Correspondance de Gustave Flaubert/Tome 1/0012
Je vais répondre à ta lettre et, comme disent certains farceurs, je mets la main à la plume pour vous écrire.
Quand viendras-tu ? Quand viendras-tu ? Voilà toujours ton éternelle question. Eh, bon Diable ! c’est tout naturel, c’est quelquefois la mienne aussi.

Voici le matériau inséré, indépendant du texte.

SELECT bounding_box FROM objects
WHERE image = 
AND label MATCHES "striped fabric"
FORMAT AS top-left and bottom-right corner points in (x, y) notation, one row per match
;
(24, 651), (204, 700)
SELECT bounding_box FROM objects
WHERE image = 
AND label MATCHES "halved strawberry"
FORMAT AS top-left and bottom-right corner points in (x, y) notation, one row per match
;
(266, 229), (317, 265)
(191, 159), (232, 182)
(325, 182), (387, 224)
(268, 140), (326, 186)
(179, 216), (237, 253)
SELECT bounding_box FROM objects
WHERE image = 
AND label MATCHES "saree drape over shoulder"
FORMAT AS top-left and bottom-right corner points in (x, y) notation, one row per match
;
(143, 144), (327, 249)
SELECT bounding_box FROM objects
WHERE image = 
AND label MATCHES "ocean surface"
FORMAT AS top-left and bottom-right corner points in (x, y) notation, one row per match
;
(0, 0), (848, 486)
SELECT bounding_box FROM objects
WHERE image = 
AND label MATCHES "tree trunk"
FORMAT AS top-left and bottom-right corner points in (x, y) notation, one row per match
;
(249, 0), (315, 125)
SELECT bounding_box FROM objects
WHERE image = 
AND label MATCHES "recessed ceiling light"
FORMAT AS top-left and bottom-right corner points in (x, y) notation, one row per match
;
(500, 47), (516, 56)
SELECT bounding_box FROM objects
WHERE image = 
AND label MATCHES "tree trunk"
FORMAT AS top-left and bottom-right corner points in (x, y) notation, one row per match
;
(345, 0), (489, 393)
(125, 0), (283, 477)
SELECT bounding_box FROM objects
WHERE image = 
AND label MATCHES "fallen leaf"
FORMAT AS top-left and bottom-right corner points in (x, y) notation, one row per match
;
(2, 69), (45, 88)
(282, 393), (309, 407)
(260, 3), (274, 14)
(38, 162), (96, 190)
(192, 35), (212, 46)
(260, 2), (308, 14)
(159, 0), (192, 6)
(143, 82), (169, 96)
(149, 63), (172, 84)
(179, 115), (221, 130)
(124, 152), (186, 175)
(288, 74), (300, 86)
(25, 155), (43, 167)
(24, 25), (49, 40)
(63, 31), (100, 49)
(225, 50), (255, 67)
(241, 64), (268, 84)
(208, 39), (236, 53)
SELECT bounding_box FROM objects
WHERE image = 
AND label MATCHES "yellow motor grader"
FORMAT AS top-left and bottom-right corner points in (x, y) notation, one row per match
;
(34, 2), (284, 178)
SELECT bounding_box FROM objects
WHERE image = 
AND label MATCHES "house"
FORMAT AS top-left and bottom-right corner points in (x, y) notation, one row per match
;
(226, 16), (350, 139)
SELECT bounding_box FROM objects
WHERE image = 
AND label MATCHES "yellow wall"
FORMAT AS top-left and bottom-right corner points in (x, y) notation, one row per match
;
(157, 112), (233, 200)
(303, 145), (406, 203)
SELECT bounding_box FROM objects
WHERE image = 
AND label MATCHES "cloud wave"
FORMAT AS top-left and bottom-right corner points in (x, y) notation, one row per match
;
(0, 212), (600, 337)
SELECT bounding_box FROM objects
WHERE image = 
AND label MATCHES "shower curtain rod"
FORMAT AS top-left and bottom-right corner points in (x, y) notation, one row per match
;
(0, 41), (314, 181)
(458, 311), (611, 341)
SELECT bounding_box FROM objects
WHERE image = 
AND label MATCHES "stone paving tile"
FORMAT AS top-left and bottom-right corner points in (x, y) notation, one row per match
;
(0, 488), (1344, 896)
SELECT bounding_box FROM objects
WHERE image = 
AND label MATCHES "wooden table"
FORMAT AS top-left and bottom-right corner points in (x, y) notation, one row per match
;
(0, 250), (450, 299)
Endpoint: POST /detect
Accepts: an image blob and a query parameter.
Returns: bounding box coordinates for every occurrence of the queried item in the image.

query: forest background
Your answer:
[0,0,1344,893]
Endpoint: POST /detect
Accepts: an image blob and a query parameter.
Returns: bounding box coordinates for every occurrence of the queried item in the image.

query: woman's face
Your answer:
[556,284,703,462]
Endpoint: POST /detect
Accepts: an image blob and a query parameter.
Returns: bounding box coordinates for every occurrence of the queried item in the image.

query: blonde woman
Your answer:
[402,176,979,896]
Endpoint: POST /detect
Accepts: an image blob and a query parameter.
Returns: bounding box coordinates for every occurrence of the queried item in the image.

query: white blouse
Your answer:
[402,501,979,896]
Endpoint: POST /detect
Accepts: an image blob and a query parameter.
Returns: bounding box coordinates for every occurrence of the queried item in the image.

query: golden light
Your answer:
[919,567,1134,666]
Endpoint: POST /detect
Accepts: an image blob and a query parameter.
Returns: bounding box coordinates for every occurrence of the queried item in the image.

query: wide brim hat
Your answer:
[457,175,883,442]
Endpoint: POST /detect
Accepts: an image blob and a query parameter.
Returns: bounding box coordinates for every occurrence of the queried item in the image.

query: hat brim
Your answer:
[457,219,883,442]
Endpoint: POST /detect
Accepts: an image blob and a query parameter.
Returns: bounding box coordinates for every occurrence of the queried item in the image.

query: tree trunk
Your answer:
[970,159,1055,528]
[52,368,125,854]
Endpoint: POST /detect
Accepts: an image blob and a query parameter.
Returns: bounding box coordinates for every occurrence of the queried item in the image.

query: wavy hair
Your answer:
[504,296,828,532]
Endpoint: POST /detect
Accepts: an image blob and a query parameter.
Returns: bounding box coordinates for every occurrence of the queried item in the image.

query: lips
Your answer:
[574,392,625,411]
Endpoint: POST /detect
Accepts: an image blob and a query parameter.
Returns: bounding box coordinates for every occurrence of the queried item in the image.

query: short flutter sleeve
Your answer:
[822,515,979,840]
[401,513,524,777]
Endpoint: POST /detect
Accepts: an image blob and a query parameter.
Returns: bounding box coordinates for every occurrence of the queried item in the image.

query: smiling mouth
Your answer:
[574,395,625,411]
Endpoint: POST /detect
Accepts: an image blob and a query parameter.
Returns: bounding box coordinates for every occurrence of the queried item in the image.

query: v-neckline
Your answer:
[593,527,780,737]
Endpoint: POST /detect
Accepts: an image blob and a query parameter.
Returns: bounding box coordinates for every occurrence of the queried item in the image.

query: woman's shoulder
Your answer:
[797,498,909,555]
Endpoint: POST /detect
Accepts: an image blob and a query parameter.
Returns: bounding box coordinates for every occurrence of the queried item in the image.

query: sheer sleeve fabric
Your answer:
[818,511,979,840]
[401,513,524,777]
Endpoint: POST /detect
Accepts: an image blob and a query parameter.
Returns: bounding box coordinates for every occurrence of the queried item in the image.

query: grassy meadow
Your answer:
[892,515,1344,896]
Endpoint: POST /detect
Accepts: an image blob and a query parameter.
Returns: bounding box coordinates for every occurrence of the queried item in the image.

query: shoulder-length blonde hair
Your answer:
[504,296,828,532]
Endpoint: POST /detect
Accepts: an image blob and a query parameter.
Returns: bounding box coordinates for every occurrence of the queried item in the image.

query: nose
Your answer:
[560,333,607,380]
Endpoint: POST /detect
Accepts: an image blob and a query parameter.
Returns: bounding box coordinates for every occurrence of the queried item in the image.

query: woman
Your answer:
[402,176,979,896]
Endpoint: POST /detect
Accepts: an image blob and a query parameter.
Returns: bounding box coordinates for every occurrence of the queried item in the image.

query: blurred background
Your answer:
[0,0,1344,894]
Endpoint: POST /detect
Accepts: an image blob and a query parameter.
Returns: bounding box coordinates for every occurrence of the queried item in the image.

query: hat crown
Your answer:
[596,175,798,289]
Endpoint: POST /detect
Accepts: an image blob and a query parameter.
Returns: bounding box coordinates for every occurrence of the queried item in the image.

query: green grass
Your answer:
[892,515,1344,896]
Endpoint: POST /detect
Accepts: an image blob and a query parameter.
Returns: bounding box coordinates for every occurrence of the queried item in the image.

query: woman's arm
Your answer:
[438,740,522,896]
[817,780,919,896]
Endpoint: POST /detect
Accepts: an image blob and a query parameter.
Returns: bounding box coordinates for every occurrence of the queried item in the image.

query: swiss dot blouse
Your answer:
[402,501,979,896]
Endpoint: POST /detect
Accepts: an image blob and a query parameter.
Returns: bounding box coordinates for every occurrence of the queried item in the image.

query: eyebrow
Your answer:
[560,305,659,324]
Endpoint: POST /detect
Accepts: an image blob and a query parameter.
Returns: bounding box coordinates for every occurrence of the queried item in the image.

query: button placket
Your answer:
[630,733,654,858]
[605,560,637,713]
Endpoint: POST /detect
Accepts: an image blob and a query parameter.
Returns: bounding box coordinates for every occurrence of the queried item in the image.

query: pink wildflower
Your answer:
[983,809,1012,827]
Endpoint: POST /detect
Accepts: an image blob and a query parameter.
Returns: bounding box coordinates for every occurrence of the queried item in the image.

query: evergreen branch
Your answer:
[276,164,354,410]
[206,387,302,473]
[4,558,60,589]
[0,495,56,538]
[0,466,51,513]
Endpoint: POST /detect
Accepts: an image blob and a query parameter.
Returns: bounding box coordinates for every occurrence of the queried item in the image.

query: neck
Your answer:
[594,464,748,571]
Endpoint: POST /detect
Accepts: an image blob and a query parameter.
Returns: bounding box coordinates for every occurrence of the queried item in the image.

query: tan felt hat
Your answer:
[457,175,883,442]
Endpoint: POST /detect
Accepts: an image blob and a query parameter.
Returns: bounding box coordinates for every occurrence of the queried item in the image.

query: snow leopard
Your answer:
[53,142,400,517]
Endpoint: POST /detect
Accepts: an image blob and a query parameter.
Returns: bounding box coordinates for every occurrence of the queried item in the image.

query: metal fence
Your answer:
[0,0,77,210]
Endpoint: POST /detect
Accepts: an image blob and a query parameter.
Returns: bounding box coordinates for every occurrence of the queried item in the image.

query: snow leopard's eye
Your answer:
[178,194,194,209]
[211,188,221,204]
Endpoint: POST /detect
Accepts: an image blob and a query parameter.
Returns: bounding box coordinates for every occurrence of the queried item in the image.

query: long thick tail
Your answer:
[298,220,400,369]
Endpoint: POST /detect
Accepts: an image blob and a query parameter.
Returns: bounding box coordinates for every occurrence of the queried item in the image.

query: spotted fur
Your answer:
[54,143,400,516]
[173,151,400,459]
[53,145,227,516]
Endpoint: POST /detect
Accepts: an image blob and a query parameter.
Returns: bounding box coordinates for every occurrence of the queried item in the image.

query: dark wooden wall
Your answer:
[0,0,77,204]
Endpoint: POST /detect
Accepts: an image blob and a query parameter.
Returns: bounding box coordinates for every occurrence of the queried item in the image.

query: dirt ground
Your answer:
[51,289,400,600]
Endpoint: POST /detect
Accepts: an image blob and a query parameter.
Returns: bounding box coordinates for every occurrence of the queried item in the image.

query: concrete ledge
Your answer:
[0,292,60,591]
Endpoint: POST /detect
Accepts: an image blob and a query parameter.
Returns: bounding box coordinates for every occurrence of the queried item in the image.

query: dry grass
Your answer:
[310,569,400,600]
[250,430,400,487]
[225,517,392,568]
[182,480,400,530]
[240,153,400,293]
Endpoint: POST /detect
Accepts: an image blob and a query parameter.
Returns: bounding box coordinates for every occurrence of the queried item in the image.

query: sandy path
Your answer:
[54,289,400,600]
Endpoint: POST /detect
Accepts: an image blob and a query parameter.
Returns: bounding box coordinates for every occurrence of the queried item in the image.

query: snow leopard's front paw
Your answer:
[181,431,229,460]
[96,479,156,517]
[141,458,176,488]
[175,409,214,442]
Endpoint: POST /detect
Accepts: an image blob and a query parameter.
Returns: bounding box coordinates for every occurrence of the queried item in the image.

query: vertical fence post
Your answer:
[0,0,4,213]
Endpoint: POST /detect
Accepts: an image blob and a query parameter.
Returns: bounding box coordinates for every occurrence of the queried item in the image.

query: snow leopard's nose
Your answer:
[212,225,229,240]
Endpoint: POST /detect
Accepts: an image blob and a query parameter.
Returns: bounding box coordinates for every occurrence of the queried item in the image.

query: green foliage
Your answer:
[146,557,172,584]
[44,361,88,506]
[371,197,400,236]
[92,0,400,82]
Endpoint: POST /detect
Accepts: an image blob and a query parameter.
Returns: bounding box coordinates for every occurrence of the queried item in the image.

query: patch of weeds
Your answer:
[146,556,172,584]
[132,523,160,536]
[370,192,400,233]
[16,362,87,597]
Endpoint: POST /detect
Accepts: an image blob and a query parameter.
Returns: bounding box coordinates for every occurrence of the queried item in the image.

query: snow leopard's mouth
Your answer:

Un bon payeur ne craint point de donner des gages, dit Sancho Pança, eh bien, c’est que je me trouve dans une toute autre position ; tu sais quel cul de plomb fait mon père, oui vraiment, car tous les jours je lui disais : Quand irons-nous aux Andelys, quand irons-nous aux Andelys ? C’était toujours pour le samedi prochain, mais oui je t’en fous du samedi ou du dimanche. Voilà la rentrée qui r’arrive […] et nous n’avons pu voir ta bonne famille. Je suis dans un assez bon moment de travail, j’ai quelques sujets pas trop bêtes et j’espère en tirer bon parti ; mais, cher enfant camarade, c’est que voici la rentrée qui r’arrive avec son air emmerdé et guindé […] Enfin, merde de chien pour elle. Je te prie de ne pas tant paresser et de m’écrire le plus tôt possible en me donnant l’adresse du brave Amand, j’écrirai aussi à notre ancien compagnon littéraire Edmond, il ne m’a pas répondu. Adieu, compliments à ta famille. Adieu, mon très cher ami, le tien jusqu’à la mort.